People change. Should one let go of people for that reason? The same people who once saw beauty, truth and happiness together, could not possibly have changed so much that they cannot see unison in anything anymore. One could deduce that some perspective and ground has been lost, which means that if that is acknowledged on both sides and an effort is made to gain lost ground / vision, order can be restored. It is only a few words in theory but may be years in time-space journeys, apart from needing a great amount of perspective in order to be aware of, acknowledge and accept that order NEEDS to be restored. As a tragic paradox, ours is a generation of instant gratification.

We're fast, we're ambitious, we're fired up and everything that takes time to mature is left for someone else down the line to deal with... let's get a move, can't be held back by these things. 'These things' encapsulate our lives today. Personal lives are mirrors of professional lives; make checklists for who fits the bill. It isn't about moulding oneself with another person into one life; it's about having a ready mould and finding someone who fits in. Instant gratification! We do not have the same socialist beliefs of our previous generations and we certainly do not allow for long gestation periods in any aspect of life. Ironically idealism and capitalism part ways upon that note. Idealism does not fit into the mould of instant gratification.

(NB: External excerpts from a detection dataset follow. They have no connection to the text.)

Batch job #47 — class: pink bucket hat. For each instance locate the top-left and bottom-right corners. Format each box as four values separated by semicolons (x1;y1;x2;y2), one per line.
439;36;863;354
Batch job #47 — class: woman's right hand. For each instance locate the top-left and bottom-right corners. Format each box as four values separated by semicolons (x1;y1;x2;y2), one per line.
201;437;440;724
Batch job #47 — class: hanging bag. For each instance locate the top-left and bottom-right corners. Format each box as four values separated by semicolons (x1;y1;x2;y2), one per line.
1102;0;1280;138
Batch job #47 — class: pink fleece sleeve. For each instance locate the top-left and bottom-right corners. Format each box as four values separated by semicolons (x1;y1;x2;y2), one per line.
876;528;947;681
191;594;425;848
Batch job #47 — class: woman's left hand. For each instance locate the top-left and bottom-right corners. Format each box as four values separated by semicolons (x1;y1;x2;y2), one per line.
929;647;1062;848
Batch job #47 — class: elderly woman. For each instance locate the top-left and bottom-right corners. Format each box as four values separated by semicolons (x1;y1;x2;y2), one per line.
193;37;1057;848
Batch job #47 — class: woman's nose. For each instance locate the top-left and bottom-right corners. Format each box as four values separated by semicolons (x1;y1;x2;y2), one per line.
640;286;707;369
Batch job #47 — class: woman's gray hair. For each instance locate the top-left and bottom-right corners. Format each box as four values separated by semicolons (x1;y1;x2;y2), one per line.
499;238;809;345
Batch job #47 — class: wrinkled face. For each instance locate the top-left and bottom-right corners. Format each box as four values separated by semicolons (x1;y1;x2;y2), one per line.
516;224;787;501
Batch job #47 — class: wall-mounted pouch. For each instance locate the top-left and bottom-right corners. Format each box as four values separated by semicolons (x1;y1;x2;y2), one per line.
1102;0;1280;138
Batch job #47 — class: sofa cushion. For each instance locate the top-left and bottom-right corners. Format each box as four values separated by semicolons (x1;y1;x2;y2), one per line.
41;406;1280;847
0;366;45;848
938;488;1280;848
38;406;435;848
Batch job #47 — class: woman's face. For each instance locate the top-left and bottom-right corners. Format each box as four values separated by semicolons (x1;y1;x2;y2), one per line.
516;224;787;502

Tugging at that same thread, if one were to have found the one person with whom one finds oneself most willing to mould into a unified life, should those fundamental emotions be questioned at another point in time because 'things changed'? Change is a constant; nature changes. The sky changes color, the ocean changes ferocity, the winds change direction - all the time! Do we not find them perfect just the same? Does our awe or love for it subject itself to a questioning of the fundamentals because of change? Why then do we resort to it with disconcerting immediacy and consistency with people? What is it about the fabric of relationships today, even the closest and most cherished ones, that comes ripping at the seams at the tug of 'change'?

I was reading the script of a recent film called Gran Torino (2008). Clint Eastwood has a line in it that goes, 'I got the greatest woman who ever lived to marry me. I had to work at it but I got her and it was the best thing that ever happened to me. Hands down.' I stopped cold at that line. Somehow I could not imagine anyone younger than Eastwood to be able to ring truth in those lines. In the sea of change that has swept over us since we switched from being a socialist nation to a capitalist one, somewhere we traded our socialist values and beliefs: short-sold it for a quick profit.

Fortis est veritas. Once we find our truth, there would be little meaning in allowing circumstances to cloud it. If it demands strength, courage and persistence, pray that one find it all in the truth itself to endure, in order to parent the happiness that births from it.

There was a good reason togetherness was put above self, back in the day - because at the end of it, sitting in an ivory tower all by oneself may not be as satisfying as being in a reasonably modest home with someone who doesn't have you miss an ivory tower.

Not proposing apathy over ambition; merely perspective over profit.